ラーメンの「無化調」という呼び方があんまり好きじゃありません
よく「無化調ラーメン」って言い方しますよね。
書いて字のごとく「無・化学調味料」、化学調味料を使っていないという意味なわけですけど。
私、この「無化調」という言葉があんまり好きではないんですよね。
理由は、いまはもう使われていない「化学調味料」という言葉を持ち出すことで、必要以上に「美味しい」「体にいい」というイメージを強調する、薄っぺらい感じがするからです。
化学調味料こと「うま味調味料」という存在を不当に貶めて自分のイメージを上げているように見えるんですよね。
あ、無化調ラーメンというものを否定するわけじゃありませんよ。
うま味調味料を使わず、自然の素材から出汁を取って美味しいラーメンを作るんですから、原料費もかかれば時間もかかるでしょう。
それはそれでこだわりであり、立派なことだと思います。
でもそれだけこだわったのなら、わざわざ「無化調」なんて言葉を使わずに、味で勝負してみれば?と感じてしまうんですわ。
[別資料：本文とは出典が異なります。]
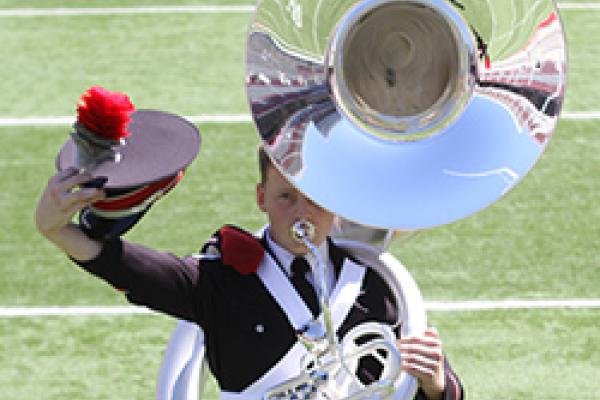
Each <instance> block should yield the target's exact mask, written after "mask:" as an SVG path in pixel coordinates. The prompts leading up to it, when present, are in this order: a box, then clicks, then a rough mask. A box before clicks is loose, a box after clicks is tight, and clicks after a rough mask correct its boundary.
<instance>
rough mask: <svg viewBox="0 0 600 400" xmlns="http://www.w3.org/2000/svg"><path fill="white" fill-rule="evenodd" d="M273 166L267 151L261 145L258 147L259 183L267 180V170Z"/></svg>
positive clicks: (264, 148) (262, 146)
mask: <svg viewBox="0 0 600 400" xmlns="http://www.w3.org/2000/svg"><path fill="white" fill-rule="evenodd" d="M271 167H273V161H271V157H269V154H267V151H266V150H265V148H264V147H263V146H259V148H258V171H259V173H260V183H265V181H266V180H267V172H268V171H269V168H271Z"/></svg>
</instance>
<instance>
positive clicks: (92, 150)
mask: <svg viewBox="0 0 600 400" xmlns="http://www.w3.org/2000/svg"><path fill="white" fill-rule="evenodd" d="M73 127H74V128H75V131H74V132H72V133H71V137H72V138H73V141H74V142H75V165H77V166H78V167H79V168H82V169H86V170H90V169H93V168H94V167H96V166H97V165H99V164H101V163H103V162H105V161H112V162H115V163H118V162H120V161H121V153H119V147H120V146H123V145H125V140H124V139H121V140H120V141H117V140H110V139H104V138H99V137H98V136H96V135H94V134H93V133H92V132H91V131H90V130H89V129H87V128H86V127H85V126H84V125H83V124H80V123H78V122H76V123H75V124H74V125H73Z"/></svg>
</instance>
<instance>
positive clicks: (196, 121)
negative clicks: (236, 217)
mask: <svg viewBox="0 0 600 400" xmlns="http://www.w3.org/2000/svg"><path fill="white" fill-rule="evenodd" d="M184 118H185V119H187V120H188V121H190V122H192V123H218V124H231V123H246V122H252V116H251V115H250V114H216V115H189V116H185V117H184ZM560 118H561V119H566V120H596V119H600V111H572V112H569V111H566V112H564V113H562V114H561V116H560ZM74 122H75V119H74V117H69V116H58V117H23V118H10V117H8V118H2V117H0V127H1V126H65V125H73V123H74Z"/></svg>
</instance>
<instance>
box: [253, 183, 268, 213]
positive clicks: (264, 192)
mask: <svg viewBox="0 0 600 400" xmlns="http://www.w3.org/2000/svg"><path fill="white" fill-rule="evenodd" d="M256 204H257V205H258V208H259V209H260V210H261V211H262V212H267V210H266V208H265V185H264V183H257V184H256Z"/></svg>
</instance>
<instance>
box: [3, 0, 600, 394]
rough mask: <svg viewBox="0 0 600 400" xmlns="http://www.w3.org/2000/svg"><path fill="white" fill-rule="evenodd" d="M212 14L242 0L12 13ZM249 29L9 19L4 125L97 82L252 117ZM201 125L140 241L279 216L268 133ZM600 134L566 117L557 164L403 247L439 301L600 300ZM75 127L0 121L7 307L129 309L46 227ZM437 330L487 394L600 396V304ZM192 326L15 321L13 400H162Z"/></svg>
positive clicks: (164, 108)
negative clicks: (151, 11)
mask: <svg viewBox="0 0 600 400" xmlns="http://www.w3.org/2000/svg"><path fill="white" fill-rule="evenodd" d="M493 1H506V2H507V3H508V0H493ZM514 1H515V2H516V3H518V2H519V1H521V0H514ZM579 2H582V1H579ZM167 3H168V4H167ZM198 4H211V5H216V4H240V2H237V1H233V0H232V1H225V0H214V1H192V0H190V1H185V0H180V1H174V0H169V1H168V2H166V1H164V0H163V2H162V3H161V2H160V0H110V1H108V0H107V1H100V0H90V1H84V0H72V1H68V0H62V1H60V0H20V1H16V0H13V1H10V0H0V10H2V9H8V8H22V7H107V6H114V7H120V6H141V5H198ZM245 4H249V2H248V1H246V2H245ZM249 18H250V14H249V13H235V14H160V15H159V14H157V15H119V16H73V17H0V43H1V46H0V59H1V60H2V64H1V65H2V68H0V93H1V96H2V97H1V99H2V101H0V118H4V117H16V118H19V117H32V116H36V117H47V116H63V115H73V112H74V106H75V104H76V102H77V100H78V98H79V95H80V94H81V93H82V92H83V91H84V90H85V89H86V88H88V87H89V86H91V85H94V84H100V85H104V86H106V87H107V88H109V89H111V90H120V91H125V92H127V93H128V94H130V96H131V98H132V100H133V101H134V103H135V104H136V106H137V107H138V108H158V109H162V110H165V111H171V112H175V113H178V114H182V115H214V114H244V113H247V112H248V110H247V106H246V98H245V94H244V86H243V69H244V66H243V59H244V40H245V32H246V28H247V25H248V21H249ZM562 18H563V22H564V24H565V28H566V30H567V39H568V43H569V85H568V88H567V98H566V102H565V111H569V112H575V111H596V112H598V111H600V84H598V81H597V80H596V77H598V76H600V66H599V63H598V61H599V60H600V58H599V57H600V44H599V43H600V42H599V41H598V40H597V37H598V36H596V35H600V24H598V22H600V10H564V11H563V12H562ZM199 127H200V130H201V131H202V134H203V147H202V150H201V154H200V157H199V158H198V159H197V160H196V161H195V162H194V163H193V164H192V166H191V167H190V168H189V170H188V171H187V174H186V176H185V178H184V180H183V182H182V184H181V185H180V186H179V187H178V188H177V189H176V190H174V191H173V192H172V193H170V194H169V195H168V196H167V197H166V198H165V199H163V200H161V202H160V203H158V204H157V205H156V206H155V207H154V208H153V209H152V211H151V212H150V213H149V214H148V216H147V217H146V218H145V219H144V220H143V222H142V223H141V224H140V225H138V226H137V227H136V228H135V230H134V231H133V232H131V233H130V234H128V239H130V240H134V241H138V242H142V243H145V244H148V245H150V246H154V247H158V248H161V249H166V250H169V251H172V252H174V253H176V254H180V255H184V254H189V253H192V252H195V251H197V249H198V248H199V247H200V246H201V244H202V242H203V241H204V240H205V239H206V238H207V237H208V236H209V235H210V234H211V233H212V232H213V231H214V230H215V229H217V228H218V227H219V226H220V225H222V224H225V223H235V224H238V225H241V226H244V227H246V228H247V229H250V230H254V229H257V228H258V227H260V226H262V225H263V224H264V223H265V219H264V217H263V216H262V215H261V214H260V213H259V211H258V209H257V208H256V206H255V203H254V182H256V179H257V173H256V162H255V149H256V144H257V142H258V139H257V134H256V133H255V130H254V127H253V126H252V125H251V124H249V123H242V124H239V123H231V124H201V125H199ZM599 130H600V120H599V119H587V120H562V121H561V122H560V123H559V126H558V129H557V130H556V132H555V135H554V138H553V139H552V141H551V143H550V145H549V147H548V150H547V151H546V154H545V155H544V156H543V157H542V158H541V160H540V162H539V163H538V164H537V165H536V167H535V168H534V169H533V171H532V172H531V173H530V174H529V175H528V176H527V177H526V178H525V179H524V181H523V182H522V183H521V184H520V185H519V186H517V188H516V189H515V190H514V191H512V192H511V193H510V194H509V195H508V196H507V197H506V198H504V199H502V200H501V201H500V202H498V203H496V204H495V205H493V206H492V207H490V208H489V209H487V210H485V211H483V212H481V213H479V214H477V215H475V216H472V217H469V218H467V219H465V220H463V221H460V222H457V223H455V224H452V225H450V226H446V227H442V228H437V229H433V230H429V231H425V232H421V233H419V234H418V235H416V236H415V237H413V238H412V239H410V240H409V241H407V242H405V243H402V244H399V243H396V244H394V245H393V247H392V252H393V253H394V254H395V255H396V256H398V258H400V259H401V260H402V261H403V262H404V263H405V264H406V265H407V266H408V268H409V270H410V271H411V272H412V274H413V275H414V277H415V279H416V280H417V282H418V284H419V286H420V288H421V290H422V293H423V296H424V297H425V299H426V300H447V301H453V300H476V299H479V300H484V299H486V300H487V299H492V300H502V299H515V298H518V299H571V298H591V299H600V245H599V244H598V240H599V238H600V208H599V207H598V206H597V199H598V193H600V179H598V176H599V171H600V136H599V135H598V134H597V133H598V131H599ZM68 133H69V127H67V126H58V127H57V126H46V127H0V167H2V169H1V171H2V172H1V174H2V178H3V184H2V185H3V186H2V189H3V190H2V191H1V193H0V221H1V223H2V228H3V229H1V230H0V259H1V260H2V262H0V307H14V306H19V307H37V306H50V305H57V306H66V305H106V306H111V305H125V304H126V302H125V300H124V299H123V298H122V296H121V295H120V294H118V293H116V292H115V291H114V290H112V289H111V288H110V287H109V286H108V285H106V284H104V283H102V282H99V281H97V280H95V279H92V278H91V277H90V276H88V275H87V274H86V273H84V272H81V271H80V270H78V269H77V268H76V267H74V266H73V265H72V264H71V263H70V262H69V261H68V260H67V258H66V257H65V256H64V255H62V254H61V253H59V252H58V251H57V250H56V249H55V248H54V247H52V246H51V245H50V244H48V243H47V242H45V241H44V240H43V239H42V238H41V237H40V236H39V235H38V234H37V233H36V231H35V227H34V226H33V211H34V208H35V204H36V201H37V197H38V195H39V193H40V191H41V190H42V188H43V186H44V185H45V182H46V180H47V178H48V177H49V176H50V175H51V174H52V173H53V170H54V157H55V155H56V153H57V151H58V149H59V148H60V146H61V144H62V143H63V142H64V140H65V139H66V137H67V134H68ZM174 221H176V222H175V223H174ZM429 319H430V322H431V323H432V324H433V325H435V326H436V327H437V328H438V330H439V331H440V332H441V335H442V338H443V340H444V343H445V348H446V352H447V353H448V355H449V357H450V359H451V362H452V364H453V366H454V368H455V369H456V370H457V372H458V373H459V375H460V377H461V379H462V380H463V382H464V384H465V387H466V389H467V394H468V398H469V399H476V400H485V399H494V400H496V399H550V400H554V399H556V400H558V399H565V398H578V399H584V400H594V399H600V380H598V376H599V375H600V309H559V310H538V309H528V310H494V311H463V312H442V311H435V312H430V313H429ZM175 323H176V321H175V320H173V319H171V318H168V317H164V316H159V315H131V316H115V317H99V316H78V317H36V318H31V317H30V318H24V317H19V318H6V317H0V400H4V399H7V400H8V399H11V400H12V399H20V400H21V399H22V400H33V399H52V400H54V399H109V398H110V399H151V398H153V393H154V385H155V382H156V377H157V374H158V368H159V364H160V360H161V355H162V351H163V350H164V348H165V345H166V343H167V340H168V338H169V335H170V332H171V330H172V329H173V327H174V325H175ZM209 389H210V391H209V393H208V395H207V396H206V397H207V398H210V399H216V398H217V393H216V388H215V386H214V383H211V386H210V388H209Z"/></svg>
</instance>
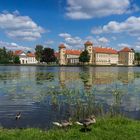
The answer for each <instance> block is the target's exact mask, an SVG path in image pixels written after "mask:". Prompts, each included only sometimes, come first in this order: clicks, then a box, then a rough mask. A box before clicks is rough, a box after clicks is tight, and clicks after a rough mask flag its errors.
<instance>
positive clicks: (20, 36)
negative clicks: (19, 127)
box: [0, 11, 45, 41]
mask: <svg viewBox="0 0 140 140" xmlns="http://www.w3.org/2000/svg"><path fill="white" fill-rule="evenodd" d="M0 28H1V29H3V30H4V32H5V33H6V35H7V36H8V37H10V38H13V39H19V40H25V41H33V40H36V39H38V38H40V37H41V34H42V33H44V31H45V30H44V29H43V28H42V27H40V26H38V25H37V24H36V23H35V22H34V21H33V20H32V19H31V18H30V17H28V16H21V15H20V13H19V12H18V11H15V12H14V13H9V12H4V13H1V14H0Z"/></svg>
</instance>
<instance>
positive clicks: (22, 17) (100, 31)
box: [0, 0, 140, 51]
mask: <svg viewBox="0 0 140 140" xmlns="http://www.w3.org/2000/svg"><path fill="white" fill-rule="evenodd" d="M87 40H89V41H92V42H93V45H94V46H102V47H112V48H114V49H117V50H120V49H121V48H123V47H131V48H134V49H135V50H137V51H140V0H0V47H3V46H5V47H6V48H7V49H10V50H17V49H22V50H31V51H34V48H35V46H36V45H37V44H41V45H43V46H44V47H51V48H53V49H55V50H58V46H59V44H61V43H64V44H65V45H66V47H67V48H68V49H83V48H84V43H85V41H87Z"/></svg>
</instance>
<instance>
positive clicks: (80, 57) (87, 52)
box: [79, 50, 90, 64]
mask: <svg viewBox="0 0 140 140" xmlns="http://www.w3.org/2000/svg"><path fill="white" fill-rule="evenodd" d="M89 60H90V55H89V53H88V51H87V50H84V51H83V52H82V53H81V54H80V57H79V62H82V63H83V64H84V63H86V62H89Z"/></svg>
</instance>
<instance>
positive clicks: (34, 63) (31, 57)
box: [15, 51, 38, 64]
mask: <svg viewBox="0 0 140 140" xmlns="http://www.w3.org/2000/svg"><path fill="white" fill-rule="evenodd" d="M15 55H17V56H19V60H20V64H37V63H38V61H37V60H36V58H35V55H34V54H33V53H25V52H23V51H20V53H19V54H16V53H15Z"/></svg>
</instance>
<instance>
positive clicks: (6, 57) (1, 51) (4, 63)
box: [0, 47, 11, 64]
mask: <svg viewBox="0 0 140 140" xmlns="http://www.w3.org/2000/svg"><path fill="white" fill-rule="evenodd" d="M10 60H11V56H10V55H9V53H8V52H7V50H6V48H5V47H3V48H0V63H1V64H7V63H9V62H10Z"/></svg>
特にでっかく「無化調」とポスターとか幟とかに書いてあると「味じゃなくて無化調であることがウリなんだなぁ」と思いますよね。
実際、うま味調味料にもう慣れ切ってしまった人間は、うま味調味料を使わない「無化調ラーメン」を食べると美味しさよりも物足りなさ、味の薄さを感じてしまうと言いますし。
「無化調」をアピールしないと「味の薄い、不味いラーメン」と思われる可能性が高いんでしょうね。
食べてるお客さんも、ラーメンの美味しい不味いじゃなくて「無化調だからこういう味なんだ、美味しい!」というイメージで食べているんじゃないかな、と私みたいな捻くれ者は思ってしまうんです。
そもそもなんでうま味調味料がそんなに嫌われているか、よく理解できないんですよね。
だって、うま味調味料だって普通に自然界にある原料から旨味を抽出して、調味料として使うわけじゃないですか。
煮干しだの昆布だの椎茸だのを煮込んで旨味を抽出して出汁を取ることと、何も変わらないんじゃないか、と考えてしまうんですけどね。
「無化調は体にいい」というイメージかもしれませんが、体にいいか悪いかはうま味調味料を使っているか使っていないかよりも「スープを全部飲まない」とか「ラーメンの後の食事は塩分油分控えめにする」とか、そういうことの方が大事なんじゃないか、と。
まあ、私はあえて「無化調ラーメン」を食べたいとは思っていないので、お好きな人はどうぞ、としか言えないんですけど。
私は食べて満足できれば、うま味調味料が入っていようが入っていまいがはっきり言ってどうでもいいので。
あと、安ければもっといいですね。
……こういう人間を「こだわりがない、つまらない人間」と言うのかもしれませんけど。